Double bond index (DBI) of membrane lipids in F. vesiculosus collected in February and in May. The relative change (RC) in DBI from winter (February) to spring (May) calculated as RC = ((DBIFebruary − DBIMay)/DBIFebruary) × 100. The FA double bond index was calculated as DBI = Σ (weight % of the fatty acids × N)/100 and for the lipid class was calculated as DBI = Σ (relative percentage of lipids × N)/100, being N = number of double bonds of each FA. The relative percentage of means were calculated considering classes with more than three species.

Lipid Class DBI
Winter Spring RC (%)
MGDG 6.90 5.89 15%
MGMG 2.75 2.75 0.0%
DGDG 5.70 5.36 6.3%
DGMG 2.57 2.12 18%
SQDG 1.33 1.00 25%
SQMG 1.35 1.10 19%
PI 2.07 1.47 29%
PC 3.32 2.70 19%
PG 2.74 2.27 17%
PE 7.20 4.80 33%
DGTS 1.94 1.77 9.0%
MGTS 1.67 1.49 11%
DGTA 1.89 1.54 19%
MGTA 2.05 1.79 13%
Fatty acids 1.66 1.53 7.8%

3. Discussion

In this work, the profile in the polar lipid of F. vesiculosus was identified for the first time using a modern high-resolution LC–MS platform. We have identified in the lipidome of F. vesiculosus eighteen different classes of polar lipids such as the glycolipids MGDG, MGMG, DGDG, DGMG, SQDG, and SQMG, the phospholipids PC, LPC, PE, LPE, PG, LPG, PI, and LPI and the betaine lipids DGTA, MGTA, DGTS; and MGTS, in a total of 187 molecular species. It is well known that the lipid composition and dynamics of the algae lipidome is modulated by different environmental conditions, such as temperature and light, as usually experienced in different seasons or geographical origins [33,44]. Herein, we evaluated the plasticity of the lipidome of Fucus in two seasons, February (winter) and May (spring). In that year, winter´s batch temperature and light expositions were 13.2 ± 1.17 °C and 177 µmol photons m2 s−1 (average irradiance), and in the spring were 17.4 ± 1.36 °C and 424 µmol photons m2 s−1, respectively.

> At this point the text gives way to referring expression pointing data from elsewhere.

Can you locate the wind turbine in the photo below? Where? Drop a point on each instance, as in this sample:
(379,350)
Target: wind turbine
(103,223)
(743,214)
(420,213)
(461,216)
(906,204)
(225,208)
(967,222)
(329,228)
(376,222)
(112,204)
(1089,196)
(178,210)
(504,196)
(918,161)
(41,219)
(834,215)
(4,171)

The total lipid content was significantly higher in the winter than in the spring (1.74% versus 1.47% DW), although we have identified the same polar lipids species in samples from both seasons. We observed significant differences in the relative abundances of several polar lipids classes and molecular species (Figure 1, Figure 2, Figure 3, Figure 4, Figure 5, Figure 6 and Figure 7, Table 5), but also in several fatty acids from the total lipid extracts (Figure 8). There was an increase of the relative abundance (RA) of lyso-glycolipids and lyso-betaine lipids in May, while diacyl polar lipids had higher RA in the winter samples. Also, samples from the winter season were more abundant in glycolipids and phospholipids containing highly unsaturated FA and in betaine lipids combining short chain acid saturated FA and PUFA. Similarly, the glycolipids of samples from winter had higher RA of species containing long-chain FA with degrees of unsaturation from 3 to 5 double bonds, when compared with samples from spring. This tendency was previously reported for F. serratus [33], that in the winter had increased total percentage of PUFA and polar lipids rich in PUFA (MGDG, PG, and DGDG). Such seasonal changes in the polar lipid composition were associated by the authors with temporal changes in winter (low light intensity, low irradiance, and shorter day length). Under low light intensity, the RA of the glycolipids from chloroplast membranes (MGDG, DGDG, SQDG) increased most probably to adaptation of the thylakoids membranes and the maintenance of photosynthetic processes [45,46,47,48]. The ability of algae to adjust the ratio MGDG/DGDG composition has been suggested to be a strategy in coping with the low temperature [33,49], and the combined effect of the increased level of unsaturations of glycolipids is considered crucial for the stabilization of the photosynthetic apparatus and of proteins in the membrane. Also, the increase of the RA of the SQDG class could be related to its protective effect on the photosynthetic protein complexes [33]. The plasticity of phospholipids to weather seasons also followed this trend in the acclimatization to the winter season, characterized by higher RA of unsaturated FA, mainly due to the contribution of PG. PG has an important role associated with the photosynthetic membrane preservation, which can be comparable to SQDG [33].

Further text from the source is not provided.